Toda enfermedad que los médicos suelen considerarla de riesgo y las personas acostumbran a  apurarse para salvar a quien la padece, aún cuando la mortalidad es baja, se la considera de riesgo y justifica que se profane el Shabat. Por lo tanto, se transporta a una parturienta al hospital a pesar de que en la mayoría de los casos podría dar a luz en la casa sin complicaciones (Maguid Mishné 2:11). Empero, en el caso de enfermedades o peligros que no se los suele percibir como de riesgo de vida, no se justifica la profanación del Shabat (Shevet Miehudá I 19:2, Shmirat Shabat Kehiljatá 32 notas 2:23).

Los sabios definieron diferentes situaciones como peligrosas, por ejemplo: un dolor intenso, una herida o un sangrado dentro del cuerpo («maká shel jalal»); un golpe en pies o manos que implica un corte peligroso o una infección; fiebre alta; la picadura de un escorpión o una serpiente y una afección a los ojos (Shulján Aruj 328:3-9). Todos estos casos fueron determinados en virtud de la experiencia acumulada y en términos generales son aceptados como riesgosos por la medicina contemporánea, pero actualmente, la nomenclatura de las afecciones es diferente. No corresponde que nos extendamos aquí respecto de las definiciones de situaciones que implican riesgo de vida. La regla general es la siguiente: si a las personas que se encuentran en el lugar les parece que el herido o enfermo tiene riesgo de vida, se hace de inmediato todo lo necesario para salvarle, si se precisa traer un médico se lo llama y de ser necesario se lo transporta al hospital.

En caso de que las personas presentes no sepan si la situación es o no de riesgo se consulta a un doctor, un enfermero o un paramédico que se encuentre en las inmediaciones o se llama por teléfono a un médico. Si este entiende que la situación del paciente puede implicar riesgo de vida («safek sakanat nefashot»), aunque el afectado sostenga que su situación no es de riesgo y no quiere que se profane por él el Shabat, se le hace caso al médico (Shulján Aruj 328:10, 618:1 y 5).

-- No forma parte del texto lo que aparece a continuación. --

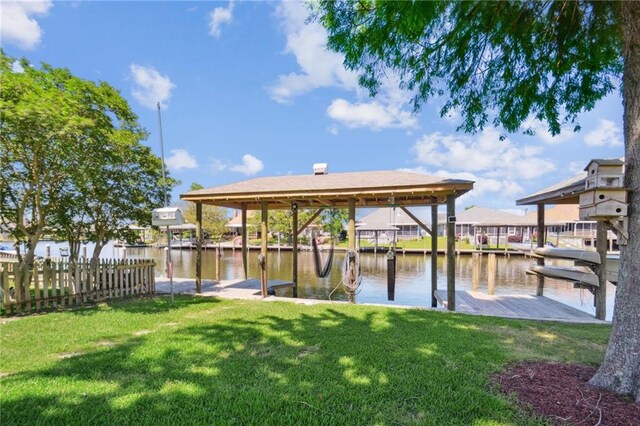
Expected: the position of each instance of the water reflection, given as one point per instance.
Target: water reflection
(413, 277)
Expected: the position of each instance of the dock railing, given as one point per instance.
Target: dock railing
(53, 283)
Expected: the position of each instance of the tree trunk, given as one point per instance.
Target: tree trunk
(620, 371)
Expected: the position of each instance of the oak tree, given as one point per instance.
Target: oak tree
(502, 63)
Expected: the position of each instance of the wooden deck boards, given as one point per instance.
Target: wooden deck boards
(515, 306)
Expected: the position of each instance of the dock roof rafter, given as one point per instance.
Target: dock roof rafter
(370, 189)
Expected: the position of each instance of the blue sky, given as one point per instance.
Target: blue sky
(248, 89)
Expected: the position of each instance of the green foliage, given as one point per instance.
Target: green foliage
(72, 159)
(211, 361)
(499, 62)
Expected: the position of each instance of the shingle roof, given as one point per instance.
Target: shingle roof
(565, 192)
(375, 188)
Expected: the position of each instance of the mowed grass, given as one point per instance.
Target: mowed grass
(208, 361)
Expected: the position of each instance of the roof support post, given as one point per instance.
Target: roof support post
(351, 230)
(294, 242)
(416, 220)
(451, 253)
(198, 247)
(434, 254)
(601, 270)
(308, 222)
(244, 239)
(540, 260)
(351, 235)
(264, 229)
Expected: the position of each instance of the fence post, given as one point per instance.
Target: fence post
(491, 274)
(4, 278)
(475, 272)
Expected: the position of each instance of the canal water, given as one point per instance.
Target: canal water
(413, 276)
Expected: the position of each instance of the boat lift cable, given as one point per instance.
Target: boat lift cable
(322, 271)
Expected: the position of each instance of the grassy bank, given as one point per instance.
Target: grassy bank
(244, 362)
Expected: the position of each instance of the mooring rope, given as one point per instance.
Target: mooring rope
(351, 277)
(321, 272)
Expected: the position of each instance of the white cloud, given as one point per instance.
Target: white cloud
(333, 129)
(370, 114)
(150, 86)
(484, 153)
(607, 134)
(17, 67)
(17, 25)
(542, 131)
(250, 165)
(319, 67)
(181, 159)
(218, 17)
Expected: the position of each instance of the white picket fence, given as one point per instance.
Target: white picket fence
(59, 283)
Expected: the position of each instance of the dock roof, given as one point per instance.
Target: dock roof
(565, 192)
(370, 189)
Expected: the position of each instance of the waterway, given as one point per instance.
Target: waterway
(413, 275)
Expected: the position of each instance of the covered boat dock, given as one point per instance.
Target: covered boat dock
(568, 192)
(334, 190)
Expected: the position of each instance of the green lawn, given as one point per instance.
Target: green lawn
(207, 361)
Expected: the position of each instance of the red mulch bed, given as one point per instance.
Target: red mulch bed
(561, 393)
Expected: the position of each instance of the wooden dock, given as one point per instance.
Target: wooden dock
(234, 289)
(515, 306)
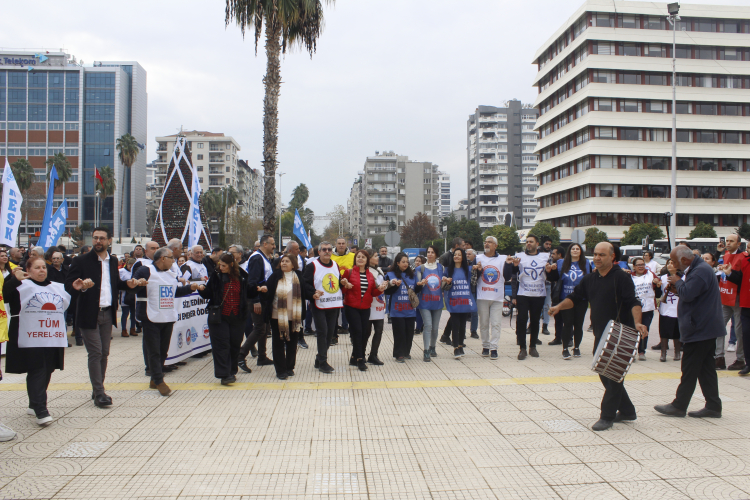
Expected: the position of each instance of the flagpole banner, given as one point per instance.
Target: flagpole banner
(10, 213)
(190, 331)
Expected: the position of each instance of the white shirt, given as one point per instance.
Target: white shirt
(105, 293)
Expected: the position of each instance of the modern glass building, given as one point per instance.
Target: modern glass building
(49, 104)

Si el enfermo sostiene que su situación es de riesgo, aunque el médico entienda que no es así, se profana el Shabat y se lo lleva al hospital para ser revisado pues «el corazón conoce su propia amargura» y a veces solamente el paciente puede darse cuenta de su real situación. Asimismo, cuando la persona enferma exige un tratamiento o una medicina determinada que según su experiencia personal pueden salvar su vida, se le hace caso (Shulján Aruj 618:1). Todo esto a condición de que haya cierta lógica en las palabras del enfermo, y de ser así se puede confiar en su sensación. Empero, si su enfermedad es conocida y el enfermo exige un tratamiento que en opinión de los médicos no es efectivo, se hace caso a estos (Beur Halajá 328:10 ‘ורופא’). Asimismo, cuando se sabe que el enfermo es muy miedoso y si la persona idónea en cuestiones médicas presente, está segura que la situación no es de riesgo – no se profana el Shabat.

La Torá nos ordenó (Vaikrá 19:16): «No serás indiferente a la sangre de tu prójimo» por lo que aquella persona que por pietismo consulta al rabino si profanar o no el Shabat para salvar a un enfermo que está en peligro de vida – es un homicida, ya que la situación del afectado puede empeorar mientras consulta. También el rabino es condenable por no haber enseñado a sus discípulos que la salvaguarda de la vida antecede a la observancia del Shabat (Talmud Jerosolimitano Tratado de Yomá 8:5, Mishná Berurá 328:6).